The multidisciplinary prostate cancer clinic at the Thomas Jefferson University Kimmel Cancer Center (KCC) in Philadelphia is believed to be the longest continuously operating multidisciplinary clinic of its kind at an NCI Cancer Center in the United States. In this issue of the Journal of Oncology Practice, Gomella et al. describe their experience over the past 15 years and offer strong encouragement to other multidisciplinary clinics to report data based on their experience too.

They provide data from their clinic as compared to data from the Surveillance, Epidemiology, and End Results (SEER) database and the National Cancer Database (NCD)

The core data reported by Gomella et al. are as follows:

  • Overall patient distribution was generally similar by disease stage across the KCC, SEER, and NCD databases.
  • A slightly higher proportion of the KCC cohort had intermediate-stage (AJCC stages II/III) disease:
    • KCC cohort — 90.8 percent
    • SEER database — 87.7 percent
    • NCD cohort — 84.2 percent
  • 5- and 10-year outcome data are currently available through December 2006.
  • 10-year overall survival for patients in the KCC cohort initially diagnosed with AJCC stage I and stage II prostate cancer approaches 100 percent (comparable to the SEER data and reports from other centers).
  • The probability of overall survival at 5 years for patients in the KCC cohort initially diagnosed with AJCC stage III (T3N0M0) disease was 0.90, which exceeds the probability of overall survival at 5 years for similar patients in the SEER cohort (0.78).
  • The probability of overall survival at 5 years  for patients in the KCC cohort initially diagnosed with AJCC stage IV (T4N0M0) disease was 0.70, which exceeds the probability of overall survival at 5 years for similar patients in the SEER cohort (0.50).
  • The median age of patients initially diagnosed with AJCC stage III and stage IV disease in the KCC cohort was younger (at 62 years) than those in the SEER database (at 73 years); however, the survival advantage described above was retained after adjustment for age.
  • Based on data from a six-point questionnaire, more than 90 percent of patients reported that their experience with the multidisciplinary program was “good” or “very good” and would recommend it.

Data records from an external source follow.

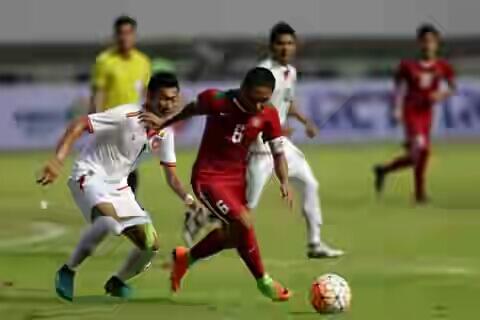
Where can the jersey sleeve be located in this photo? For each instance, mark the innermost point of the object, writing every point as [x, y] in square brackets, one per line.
[211, 101]
[105, 121]
[99, 74]
[272, 128]
[166, 148]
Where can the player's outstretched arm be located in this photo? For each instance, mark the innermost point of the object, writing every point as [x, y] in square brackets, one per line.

This study is also discussed in greater detail in a recent commentary on the Medscape Oncology web site. You can find full patient satisfaction data in the Medscape Oncology report as well as some interesting observations from Dr. Charles Drake, who is a co-director of the multidisciplinary prostate clinic at Johns Hopkins (which started some time after the KCC program). There seems to be a consensus that patients seen at multidisciplinary prostate cancer clinics at major academic medical centers will, indeed, tend to have high quality outcomes over time. However, whether such outcomes will be significantly better than the national standard of care remains to be established. Even though it is more difficult to establish multidisciplinary prostate cancer clinics in community settings, we are starting to see this type of initiative in some community-based programs.

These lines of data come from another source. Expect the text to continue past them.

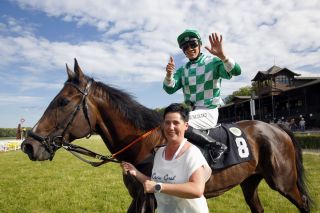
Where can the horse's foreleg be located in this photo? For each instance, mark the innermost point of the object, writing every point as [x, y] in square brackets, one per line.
[250, 191]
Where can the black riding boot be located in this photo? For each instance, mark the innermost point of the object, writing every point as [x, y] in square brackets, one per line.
[199, 138]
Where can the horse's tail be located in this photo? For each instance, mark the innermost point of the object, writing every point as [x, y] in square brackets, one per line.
[302, 180]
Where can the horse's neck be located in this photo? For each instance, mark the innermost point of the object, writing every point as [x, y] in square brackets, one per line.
[118, 133]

Another point worth noting from this issue of the Journal of Oncology Practice comes from a paper by Bunnell et al. This paper is not exclusively focused on prostate cancer multidisciplinary clinics, so its findings should be treated with caution with regard to prostate cancer specifically.

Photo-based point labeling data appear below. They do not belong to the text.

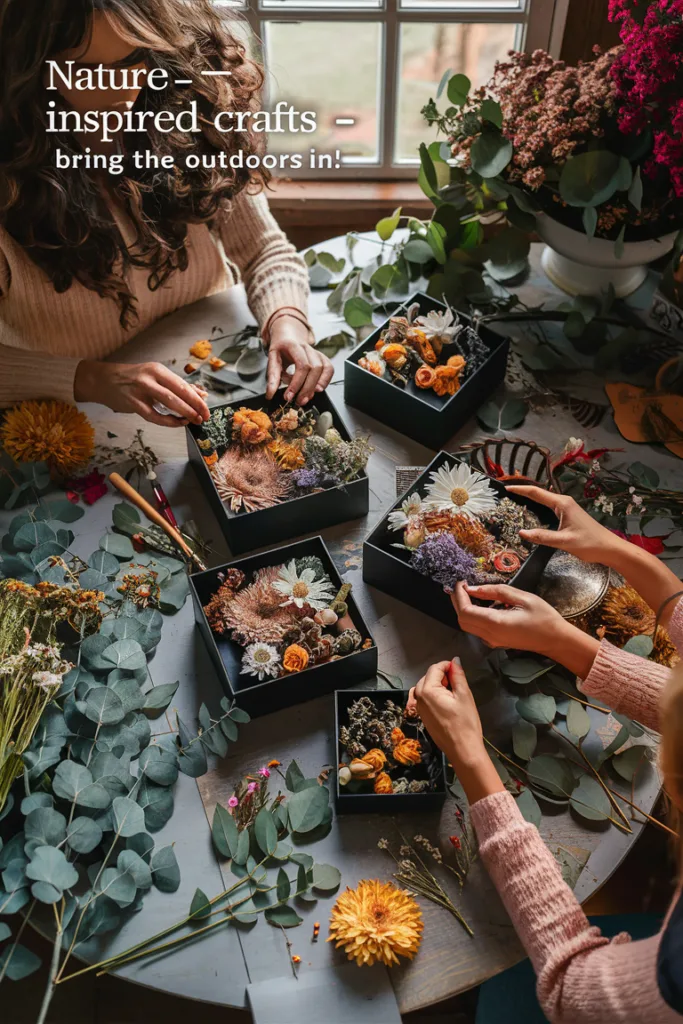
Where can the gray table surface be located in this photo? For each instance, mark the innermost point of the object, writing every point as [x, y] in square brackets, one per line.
[219, 968]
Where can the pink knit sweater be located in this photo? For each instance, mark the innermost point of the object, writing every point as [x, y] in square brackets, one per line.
[583, 978]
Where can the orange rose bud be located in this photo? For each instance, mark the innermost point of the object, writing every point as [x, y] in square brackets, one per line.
[201, 349]
[383, 783]
[408, 752]
[457, 361]
[395, 355]
[425, 378]
[376, 758]
[295, 658]
[447, 381]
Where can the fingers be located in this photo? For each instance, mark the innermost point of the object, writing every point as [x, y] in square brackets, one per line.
[502, 593]
[185, 393]
[274, 373]
[549, 538]
[310, 385]
[148, 414]
[302, 367]
[327, 375]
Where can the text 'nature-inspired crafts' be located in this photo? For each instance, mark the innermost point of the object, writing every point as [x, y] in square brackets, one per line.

What Bunnell et al. point out is that there are basically two types of multidisciplinary clinic. In the first, specialists of all types meet with individual patients as a group. In other words, a prostate cancer patient could expect to meet with a surgeon, a radiation oncologist, and a medical oncologist all together as a collaborative team. (This is the methodology used by the KCC multidisciplinary prostate cancer center described above.) Under the second scenario, the patient meets sequentially with each specialist. Bunnell et al. found that about a third of the physicians working in multidisciplinary clinics had significant reservations about their efficiency — and particularly the team type — because they took up more clinical time. However, 90 percent of the physicians believed that patients perceived the clinics to be valuable for comprehensive, coordinated, and appropriate care. In addition, more than 90 percent of the physicians enjoyed the experience of working in a multidisciplinary clinic.

2 Responses

  1. This sounds like a great idea, if only because it is so fair to the patient. If they get better outcomes, though, it might be because folks good enough to have such an approach are also good at what they do by way of treatment.

  2. Where are the QoL results? That’s where the “rubber hits the road.”